In his response, which has been leaked to the BBC, Mr Case said the mismatch identified by Mr Hunt was a result of the compressed parliamentary timetable between the sudden general election and the summer.
But then he went further, questioning why the government in which Mr Hunt served had not updated different departments’ budgets since 2021.
"I would also note that the sizeable in-year changes to spending plans in recent years have resulted from the lack of a new Spending Review to replan departmental budgets in the face of significant pressures which have materialised since budgets were set in 2021," Mr Case wrote.

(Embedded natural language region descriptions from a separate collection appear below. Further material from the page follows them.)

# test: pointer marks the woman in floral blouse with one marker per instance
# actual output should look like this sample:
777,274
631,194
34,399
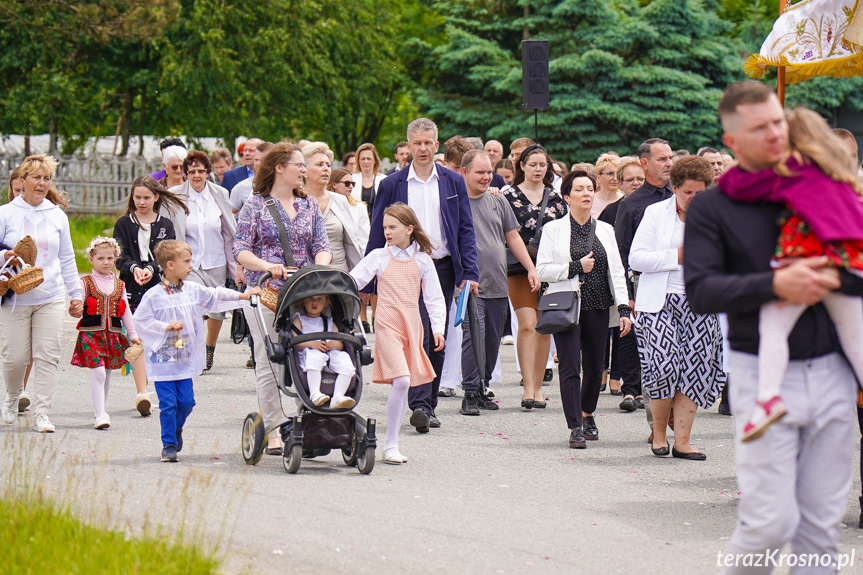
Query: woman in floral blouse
258,249
533,176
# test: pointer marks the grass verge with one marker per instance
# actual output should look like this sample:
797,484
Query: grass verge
48,539
84,229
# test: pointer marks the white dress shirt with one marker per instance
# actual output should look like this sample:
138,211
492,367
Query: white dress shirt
424,198
204,231
376,262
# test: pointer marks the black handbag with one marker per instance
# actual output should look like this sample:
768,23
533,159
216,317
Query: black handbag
561,311
513,266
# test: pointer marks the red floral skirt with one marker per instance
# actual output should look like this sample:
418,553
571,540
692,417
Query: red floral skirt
797,240
100,348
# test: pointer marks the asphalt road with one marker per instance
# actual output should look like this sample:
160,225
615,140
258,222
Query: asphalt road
498,493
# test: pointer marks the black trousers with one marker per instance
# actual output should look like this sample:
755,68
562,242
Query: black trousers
425,396
630,364
581,350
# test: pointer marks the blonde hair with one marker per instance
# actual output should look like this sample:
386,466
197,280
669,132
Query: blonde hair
100,241
812,139
168,251
406,215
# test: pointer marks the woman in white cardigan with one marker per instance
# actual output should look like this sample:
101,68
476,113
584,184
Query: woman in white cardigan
681,352
32,322
568,263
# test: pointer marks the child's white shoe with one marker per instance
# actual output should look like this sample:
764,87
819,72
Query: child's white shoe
319,398
392,455
766,414
342,403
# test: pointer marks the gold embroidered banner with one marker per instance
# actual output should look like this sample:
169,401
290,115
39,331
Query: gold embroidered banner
813,38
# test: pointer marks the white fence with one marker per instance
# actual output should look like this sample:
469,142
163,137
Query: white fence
99,184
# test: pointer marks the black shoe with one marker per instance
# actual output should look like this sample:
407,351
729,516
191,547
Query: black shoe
169,454
628,404
591,432
469,406
211,350
420,420
576,439
485,402
695,456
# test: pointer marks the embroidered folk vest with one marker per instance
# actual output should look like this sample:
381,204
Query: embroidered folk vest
102,311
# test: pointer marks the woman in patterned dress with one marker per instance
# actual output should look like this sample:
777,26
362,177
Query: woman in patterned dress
681,351
258,248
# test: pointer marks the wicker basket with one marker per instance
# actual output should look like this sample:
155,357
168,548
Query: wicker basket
133,352
27,279
269,297
26,248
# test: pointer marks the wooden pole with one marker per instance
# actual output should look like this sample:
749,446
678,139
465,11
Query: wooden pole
780,80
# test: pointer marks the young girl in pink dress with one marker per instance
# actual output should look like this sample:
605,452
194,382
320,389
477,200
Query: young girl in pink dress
101,342
818,185
404,269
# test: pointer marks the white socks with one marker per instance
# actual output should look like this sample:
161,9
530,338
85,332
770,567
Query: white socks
396,405
100,382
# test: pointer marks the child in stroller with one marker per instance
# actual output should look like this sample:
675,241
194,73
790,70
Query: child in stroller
315,355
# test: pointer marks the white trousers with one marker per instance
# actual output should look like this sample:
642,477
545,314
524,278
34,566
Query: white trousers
795,478
36,327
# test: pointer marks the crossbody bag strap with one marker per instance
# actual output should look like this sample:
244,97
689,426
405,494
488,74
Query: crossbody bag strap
283,235
590,237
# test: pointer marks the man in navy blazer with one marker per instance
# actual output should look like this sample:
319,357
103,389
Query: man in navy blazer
233,177
446,218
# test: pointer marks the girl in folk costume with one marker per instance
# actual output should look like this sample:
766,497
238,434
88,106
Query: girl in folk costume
101,343
820,187
404,270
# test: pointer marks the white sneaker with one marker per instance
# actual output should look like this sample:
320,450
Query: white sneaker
43,424
10,409
23,402
342,403
393,456
319,398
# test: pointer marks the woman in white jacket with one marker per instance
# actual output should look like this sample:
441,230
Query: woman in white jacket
32,321
681,352
568,263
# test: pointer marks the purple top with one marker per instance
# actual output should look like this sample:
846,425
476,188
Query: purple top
258,233
833,209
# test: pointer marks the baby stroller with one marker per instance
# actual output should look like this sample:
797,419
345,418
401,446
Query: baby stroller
313,431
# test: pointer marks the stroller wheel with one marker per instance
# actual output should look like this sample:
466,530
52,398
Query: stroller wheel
366,461
254,436
292,459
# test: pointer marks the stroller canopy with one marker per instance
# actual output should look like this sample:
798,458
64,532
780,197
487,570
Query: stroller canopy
318,280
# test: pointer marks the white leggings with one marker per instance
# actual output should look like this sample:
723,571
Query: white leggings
396,405
100,382
777,320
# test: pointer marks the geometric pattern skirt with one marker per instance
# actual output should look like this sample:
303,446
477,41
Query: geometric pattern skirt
680,350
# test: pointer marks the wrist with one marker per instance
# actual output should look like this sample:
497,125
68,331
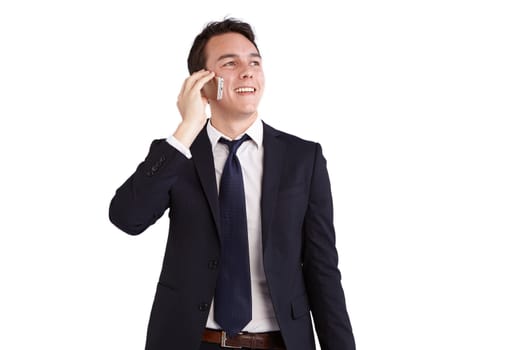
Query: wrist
187,131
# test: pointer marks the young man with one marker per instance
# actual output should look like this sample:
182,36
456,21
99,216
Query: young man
251,253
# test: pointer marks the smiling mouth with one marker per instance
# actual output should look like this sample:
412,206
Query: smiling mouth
245,90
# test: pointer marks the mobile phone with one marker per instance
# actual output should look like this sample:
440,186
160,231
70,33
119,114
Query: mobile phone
215,88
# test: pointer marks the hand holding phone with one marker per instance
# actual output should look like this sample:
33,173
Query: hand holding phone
214,88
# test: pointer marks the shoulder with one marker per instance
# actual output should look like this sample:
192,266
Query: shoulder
287,138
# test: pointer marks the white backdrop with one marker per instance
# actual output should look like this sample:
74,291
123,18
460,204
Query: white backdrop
419,106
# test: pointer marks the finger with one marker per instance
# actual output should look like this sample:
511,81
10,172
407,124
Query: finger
189,83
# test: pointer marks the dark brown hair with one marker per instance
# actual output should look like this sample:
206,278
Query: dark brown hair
197,57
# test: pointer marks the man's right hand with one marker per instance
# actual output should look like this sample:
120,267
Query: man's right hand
192,107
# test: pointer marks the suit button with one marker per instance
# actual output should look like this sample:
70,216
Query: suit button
204,306
212,264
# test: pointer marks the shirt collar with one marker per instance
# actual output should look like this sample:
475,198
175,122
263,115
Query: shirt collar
255,131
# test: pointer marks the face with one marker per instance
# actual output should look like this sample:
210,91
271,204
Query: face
235,59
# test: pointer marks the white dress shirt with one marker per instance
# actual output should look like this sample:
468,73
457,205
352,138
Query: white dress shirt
250,154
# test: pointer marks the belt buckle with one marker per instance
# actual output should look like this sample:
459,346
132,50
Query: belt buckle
223,342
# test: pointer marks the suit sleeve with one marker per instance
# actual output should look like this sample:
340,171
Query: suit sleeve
145,195
320,264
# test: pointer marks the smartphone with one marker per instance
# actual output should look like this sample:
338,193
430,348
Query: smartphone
215,88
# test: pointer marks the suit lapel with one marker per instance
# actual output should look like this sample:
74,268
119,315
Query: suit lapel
203,159
272,168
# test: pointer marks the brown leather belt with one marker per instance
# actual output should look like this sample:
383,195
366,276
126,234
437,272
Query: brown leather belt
270,340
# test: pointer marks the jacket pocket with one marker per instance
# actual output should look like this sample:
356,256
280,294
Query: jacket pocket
300,306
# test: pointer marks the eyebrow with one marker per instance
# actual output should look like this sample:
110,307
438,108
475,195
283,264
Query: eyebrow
231,55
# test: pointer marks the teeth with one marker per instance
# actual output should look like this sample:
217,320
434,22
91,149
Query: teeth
245,90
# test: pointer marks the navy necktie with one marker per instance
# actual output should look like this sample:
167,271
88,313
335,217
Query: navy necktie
233,300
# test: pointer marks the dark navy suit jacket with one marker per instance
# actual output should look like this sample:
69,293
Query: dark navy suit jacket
299,252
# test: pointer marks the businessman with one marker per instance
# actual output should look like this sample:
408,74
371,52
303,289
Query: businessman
250,257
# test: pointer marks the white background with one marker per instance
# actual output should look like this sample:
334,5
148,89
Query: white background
419,106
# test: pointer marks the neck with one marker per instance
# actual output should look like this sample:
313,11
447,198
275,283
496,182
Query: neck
231,126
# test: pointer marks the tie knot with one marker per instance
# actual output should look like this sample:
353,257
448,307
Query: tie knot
234,144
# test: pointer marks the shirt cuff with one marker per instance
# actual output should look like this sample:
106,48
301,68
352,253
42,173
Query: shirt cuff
179,146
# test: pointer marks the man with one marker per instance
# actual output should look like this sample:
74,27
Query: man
251,249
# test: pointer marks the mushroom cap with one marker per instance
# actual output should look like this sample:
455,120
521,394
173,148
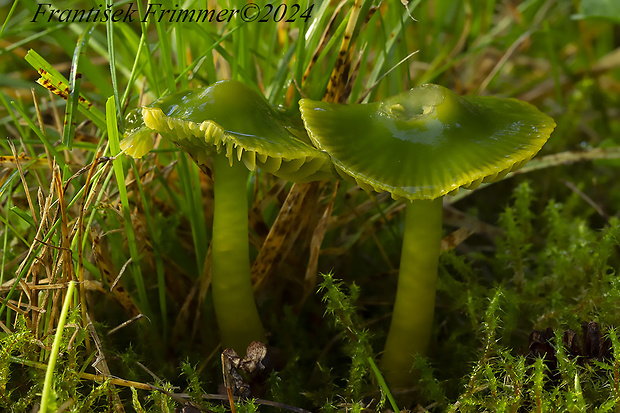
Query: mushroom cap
231,118
428,141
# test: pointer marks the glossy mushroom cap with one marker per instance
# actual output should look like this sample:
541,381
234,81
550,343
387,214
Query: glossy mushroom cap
231,118
428,141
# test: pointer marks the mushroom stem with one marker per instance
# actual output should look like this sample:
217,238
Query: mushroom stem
233,296
412,319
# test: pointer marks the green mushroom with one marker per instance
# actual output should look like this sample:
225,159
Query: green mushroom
231,129
421,145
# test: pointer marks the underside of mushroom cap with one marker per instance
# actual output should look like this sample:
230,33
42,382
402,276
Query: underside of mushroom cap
427,142
231,118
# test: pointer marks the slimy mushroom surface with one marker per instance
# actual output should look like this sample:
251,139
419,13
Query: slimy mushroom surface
428,141
231,118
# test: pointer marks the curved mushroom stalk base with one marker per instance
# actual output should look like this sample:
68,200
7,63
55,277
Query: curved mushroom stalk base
233,296
412,320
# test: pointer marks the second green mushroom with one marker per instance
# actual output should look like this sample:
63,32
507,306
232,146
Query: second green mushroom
421,145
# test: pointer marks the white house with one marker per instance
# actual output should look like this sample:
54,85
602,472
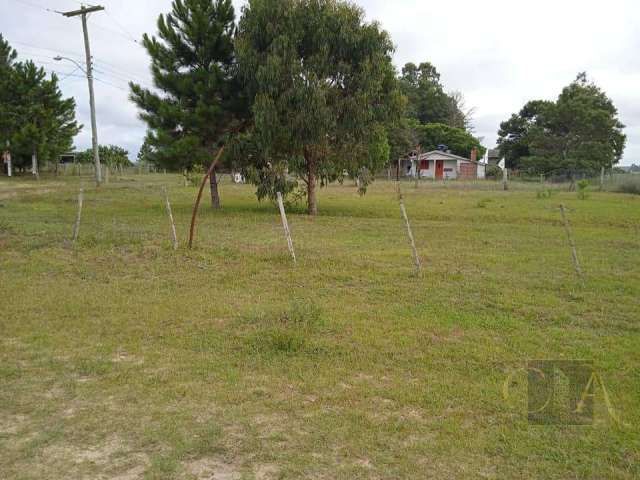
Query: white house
440,165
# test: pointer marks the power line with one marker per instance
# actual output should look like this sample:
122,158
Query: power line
39,7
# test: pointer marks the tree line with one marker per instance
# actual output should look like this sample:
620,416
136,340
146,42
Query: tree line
579,132
35,119
297,92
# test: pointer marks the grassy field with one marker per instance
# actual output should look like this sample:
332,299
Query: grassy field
123,359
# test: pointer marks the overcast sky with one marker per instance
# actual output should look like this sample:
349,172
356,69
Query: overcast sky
499,54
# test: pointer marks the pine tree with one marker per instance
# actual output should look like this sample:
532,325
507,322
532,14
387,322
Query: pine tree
34,117
192,62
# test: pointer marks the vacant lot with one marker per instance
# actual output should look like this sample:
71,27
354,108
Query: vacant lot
121,358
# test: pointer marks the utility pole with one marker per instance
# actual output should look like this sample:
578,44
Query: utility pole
94,127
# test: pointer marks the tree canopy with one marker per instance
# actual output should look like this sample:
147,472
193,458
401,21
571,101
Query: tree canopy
427,100
580,131
196,101
34,116
323,89
458,140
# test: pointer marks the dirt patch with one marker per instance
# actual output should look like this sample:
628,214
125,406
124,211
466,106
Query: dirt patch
12,424
266,472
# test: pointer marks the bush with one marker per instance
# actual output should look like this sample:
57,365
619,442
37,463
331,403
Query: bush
582,189
544,193
493,172
194,176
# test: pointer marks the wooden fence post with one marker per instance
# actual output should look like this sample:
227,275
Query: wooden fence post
174,236
416,258
285,225
76,226
572,244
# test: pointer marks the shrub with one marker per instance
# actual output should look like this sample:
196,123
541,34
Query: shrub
582,189
493,172
194,176
629,186
544,193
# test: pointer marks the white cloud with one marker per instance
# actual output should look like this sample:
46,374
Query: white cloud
500,54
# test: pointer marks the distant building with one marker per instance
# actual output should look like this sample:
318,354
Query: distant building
441,165
67,158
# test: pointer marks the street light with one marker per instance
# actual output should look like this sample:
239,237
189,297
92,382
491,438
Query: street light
92,104
59,58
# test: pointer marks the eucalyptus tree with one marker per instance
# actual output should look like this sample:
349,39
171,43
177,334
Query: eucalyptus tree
323,90
580,131
36,121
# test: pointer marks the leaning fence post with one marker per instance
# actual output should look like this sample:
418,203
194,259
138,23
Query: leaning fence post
174,236
572,244
285,225
416,258
76,226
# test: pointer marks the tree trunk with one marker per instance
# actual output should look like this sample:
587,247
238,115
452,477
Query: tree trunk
312,201
215,196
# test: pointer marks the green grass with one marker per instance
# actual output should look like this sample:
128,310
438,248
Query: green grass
120,358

"By the time the election was called, we were in the final year of the 2021 Spending Review period. The most effective way to transparently identify, quantify and address those pressures would have been to conduct a prompt Spending Review."
At another point, Mr Case said that "unlike previous years" the current government "has set out to Parliament the pressures that it is having to manage down and the actions it is taking to do so".
Oh.
|
3 Sep
9:19am, 3 Sep 2024
45,904 posts
|
SPR
I'm sure the Tories could come up with a list of historic achievements as well, it however doesn't deal with the specific issues they had in the last years of their government and is why they were kicked out.